Parecía ya una costumbre que el inicio de la jornada nos trajera indefectiblemente una cuesta. Esta no era demasiado empinada, como la de Pontedeume, que era corta. Era más suave que la de Betanzos, pero mucho más larga. Calculo que estuvimos subiendo algo más de una hora -según mis notas- con alguna pequeña parada para hacer unas fotos o para ponernos y quitarnos el chubasquero o la capa cuando la lluvia fina amagaba con amargarnos el día.

Aquella niebla fina o lluvia horizontal nos hacía sudar copiosamente, algo incómodo, aunque lógico y, según se decía, muy sano. El sudor se mezclaba con algo más etéreo y también más edificante: la moral. Aguantar sin perder la respiración y sin que se cargara la musculatura me recordaba que estaba en una forma bastante aceptable. Eso sí, Jose siempre iba a la cabeza.

El esfuerzo llevaba a las meditaciones. El deambular del pensamiento al ritmo constante de la respiración diafragmática ayudaba a no concentrarse en la parte física. Era como poner el piloto automático a las piernas para que hicieran su trabajo y permitieran dedicarse a otros usos. Y uno de ellos era disfrutar de la magia del lugar.

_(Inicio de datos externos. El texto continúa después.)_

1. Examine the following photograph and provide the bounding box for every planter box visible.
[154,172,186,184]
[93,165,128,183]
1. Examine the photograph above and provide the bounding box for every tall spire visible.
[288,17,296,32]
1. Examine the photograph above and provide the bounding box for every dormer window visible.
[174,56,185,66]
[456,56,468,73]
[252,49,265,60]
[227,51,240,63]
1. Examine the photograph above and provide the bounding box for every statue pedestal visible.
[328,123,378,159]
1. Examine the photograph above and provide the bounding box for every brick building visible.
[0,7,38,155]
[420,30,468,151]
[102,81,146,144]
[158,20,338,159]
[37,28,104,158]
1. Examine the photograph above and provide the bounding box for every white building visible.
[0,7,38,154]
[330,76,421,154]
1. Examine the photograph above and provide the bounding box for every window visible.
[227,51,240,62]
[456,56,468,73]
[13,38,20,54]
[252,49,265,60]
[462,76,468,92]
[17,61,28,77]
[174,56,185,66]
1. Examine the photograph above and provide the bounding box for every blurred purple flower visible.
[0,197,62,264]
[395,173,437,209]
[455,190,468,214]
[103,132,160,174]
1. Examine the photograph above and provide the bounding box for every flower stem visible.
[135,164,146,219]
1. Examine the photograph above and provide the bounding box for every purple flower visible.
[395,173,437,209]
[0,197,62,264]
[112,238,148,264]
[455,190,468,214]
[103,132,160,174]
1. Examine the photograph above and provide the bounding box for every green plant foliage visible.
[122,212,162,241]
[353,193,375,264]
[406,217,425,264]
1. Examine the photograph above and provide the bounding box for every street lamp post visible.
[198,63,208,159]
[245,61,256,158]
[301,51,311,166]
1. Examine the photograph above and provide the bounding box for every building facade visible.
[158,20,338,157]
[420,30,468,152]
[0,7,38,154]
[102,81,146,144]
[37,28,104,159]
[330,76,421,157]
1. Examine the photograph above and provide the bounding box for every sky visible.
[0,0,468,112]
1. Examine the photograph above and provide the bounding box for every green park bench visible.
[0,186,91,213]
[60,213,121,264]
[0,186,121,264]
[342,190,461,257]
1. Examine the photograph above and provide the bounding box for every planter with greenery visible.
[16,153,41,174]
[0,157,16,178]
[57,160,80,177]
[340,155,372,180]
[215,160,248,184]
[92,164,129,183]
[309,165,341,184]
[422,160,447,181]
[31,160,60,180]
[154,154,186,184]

La casi ausencia de presencia humana durante buena parte de la jornada evocaba una sensación de insignificancia. Si alguien hubiera sobrevolado la zona por la que peregrinábamos hubiera avistado dos pequeños puntos en la inmensidad de matices verdes. En el bosque o en los campos éramos minucias que se perdían en el rizado de las colinas. Sin embargo, al fusionarnos con el paisaje y el ambiente éramos partícipes de lo mágico y extraordinario con una sencillez pasmosa, también indescifrable. Aquello constituía otro mundo, un mundo embrujado.